In an attempt to look at cancer at the cellular level, Dr. Iqbal and his team—which includes Young-tae Kim, bioengineering associate professor; students Adeel Sajid and Mohammad Raziul Hasan; and recent Ph.D. graduates Muhymin Islam and Mohammad Motasim Bellah—are developing a cancer detection tool that mimics the natural functioning of cancer cells in the body.
“The answer came in creating a nanotextured wall that fools blood samples into thinking it’s actual tissue,” Iqbal says. “We used the properties of the cell walls to create a diagnostic tool. The cancer cells behave differently as they come into contact with nanotextured walls—they dance.”
That cellular dance sends a signal to doctors that cancer cells are present. Once pinpointed, they can start treatment earlier than current technology allows.
“Dr. Iqbal and his colleagues are bringing engineering innovation to meet the challenge of early cancer detection,” says Khosrow Behbehani, professor and former dean of the College of Engineering. “His device could greatly improve cancer survival rates, which is good news for humanity.”
CAREER Engineers
UTA will bring even more innovation to the life and health sciences as it adds new faculty to its roster of world-renowned professors and researchers. Duane Dimos, vice president for research, notes that the University’s ability to attract fresh talent only increases its output of bold solutions that create a global impact.

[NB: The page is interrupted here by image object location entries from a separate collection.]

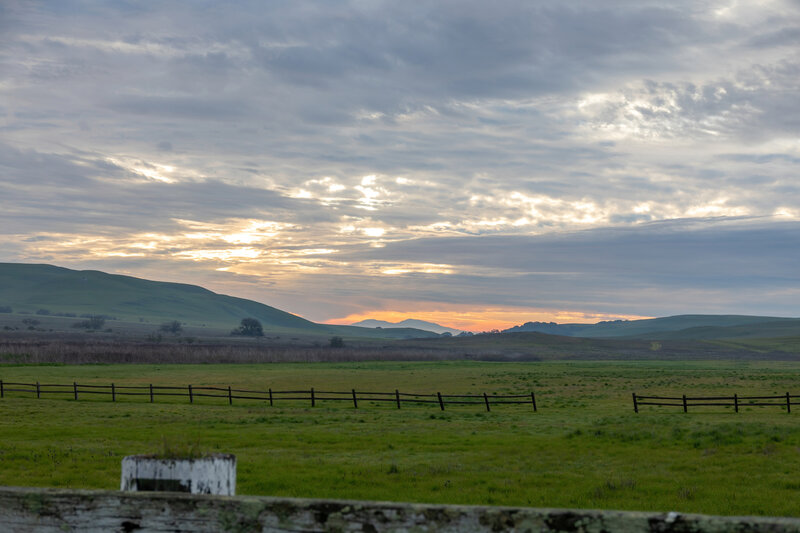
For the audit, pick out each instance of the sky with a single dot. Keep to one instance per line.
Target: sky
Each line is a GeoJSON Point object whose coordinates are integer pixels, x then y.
{"type": "Point", "coordinates": [478, 164]}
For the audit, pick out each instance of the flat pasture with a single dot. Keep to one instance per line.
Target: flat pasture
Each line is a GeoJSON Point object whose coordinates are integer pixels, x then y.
{"type": "Point", "coordinates": [585, 447]}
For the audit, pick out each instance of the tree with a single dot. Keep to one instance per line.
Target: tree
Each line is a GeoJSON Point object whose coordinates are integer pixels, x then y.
{"type": "Point", "coordinates": [250, 327]}
{"type": "Point", "coordinates": [171, 327]}
{"type": "Point", "coordinates": [337, 342]}
{"type": "Point", "coordinates": [95, 322]}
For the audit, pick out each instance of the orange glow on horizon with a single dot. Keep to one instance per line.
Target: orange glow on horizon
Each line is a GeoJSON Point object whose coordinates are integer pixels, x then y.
{"type": "Point", "coordinates": [475, 320]}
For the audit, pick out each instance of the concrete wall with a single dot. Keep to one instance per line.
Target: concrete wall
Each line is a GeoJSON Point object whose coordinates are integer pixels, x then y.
{"type": "Point", "coordinates": [51, 510]}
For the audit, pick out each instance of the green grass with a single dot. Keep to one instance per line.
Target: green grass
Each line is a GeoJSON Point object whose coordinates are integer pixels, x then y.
{"type": "Point", "coordinates": [584, 448]}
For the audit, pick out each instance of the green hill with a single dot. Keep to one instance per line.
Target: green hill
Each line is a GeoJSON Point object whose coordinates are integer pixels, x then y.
{"type": "Point", "coordinates": [688, 327]}
{"type": "Point", "coordinates": [55, 290]}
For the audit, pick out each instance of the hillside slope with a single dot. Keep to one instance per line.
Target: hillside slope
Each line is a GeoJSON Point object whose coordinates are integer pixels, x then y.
{"type": "Point", "coordinates": [60, 290]}
{"type": "Point", "coordinates": [35, 288]}
{"type": "Point", "coordinates": [672, 327]}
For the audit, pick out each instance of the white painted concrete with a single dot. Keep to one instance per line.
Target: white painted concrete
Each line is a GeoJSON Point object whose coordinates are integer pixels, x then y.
{"type": "Point", "coordinates": [215, 474]}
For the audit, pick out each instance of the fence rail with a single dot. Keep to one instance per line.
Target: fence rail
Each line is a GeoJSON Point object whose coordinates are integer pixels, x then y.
{"type": "Point", "coordinates": [75, 390]}
{"type": "Point", "coordinates": [782, 400]}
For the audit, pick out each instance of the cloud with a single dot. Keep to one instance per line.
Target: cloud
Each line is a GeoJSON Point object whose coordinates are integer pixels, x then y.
{"type": "Point", "coordinates": [574, 157]}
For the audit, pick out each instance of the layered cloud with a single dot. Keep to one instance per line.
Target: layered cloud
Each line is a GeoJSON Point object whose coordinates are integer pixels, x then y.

“As I’ve spent time observing UTA’s trajectory, I’ve seen that there are many capabilities we already have in the areas of life and health science research, and we keep expanding those capabilities,” he says. “With terrific new hires joining an already stellar faculty, we have a lot of people who have great ideas and expertise. You put that together and we have the opportunity to cultivate an innovative, interdisciplinary approach to life and health science research that will be really powerful.”
An example of that stellar faculty is Yi Hong. The bioengineering assistant professor was recently awarded a five-year, $500,000 National Science Foundation (NSF) Early Career Development, or CAREER, Program grant for his work in synthesizing a new family of conductive biodegradable polymers. These polymers have various potential biomedical applications, including tissue repair.
“I am very interested in developing new biomaterials and new implants to solve problems in clinical applications and to answer some important, fundamental questions in biomedicine,” Dr. Hong says. “I hope that my efforts can help relieve patient pain and promote recovery from disease and injury.”
The CAREER grant is the NSF’s most prestigious honor for junior faculty. Hong is one of four assistant professors at UTA to receive the award in 2016. Yuze “Alice” Sun (electrical engineering) won the grant for her work to create a versatile biosensing platform; Junzhou Huang (computer science and engineering) received his for developing computational tools that integrate very large, complex image-omics data into manageable files; and Ankur Jain (mechanical and aerospace engineering) was awarded for his research on how heat flows in materials within a lithium ion battery (read more about his work).
Over the last three years, five other UTA faculty members, including Iqbal, have won NSF CAREER awards.
“The prevalence of CAREER awards at UTA exemplifies the high quality, early-career faculty we have here,” Dr. Dimos says. “Their innovative thinking is how UTA researchers make a significant impact on the world around us.”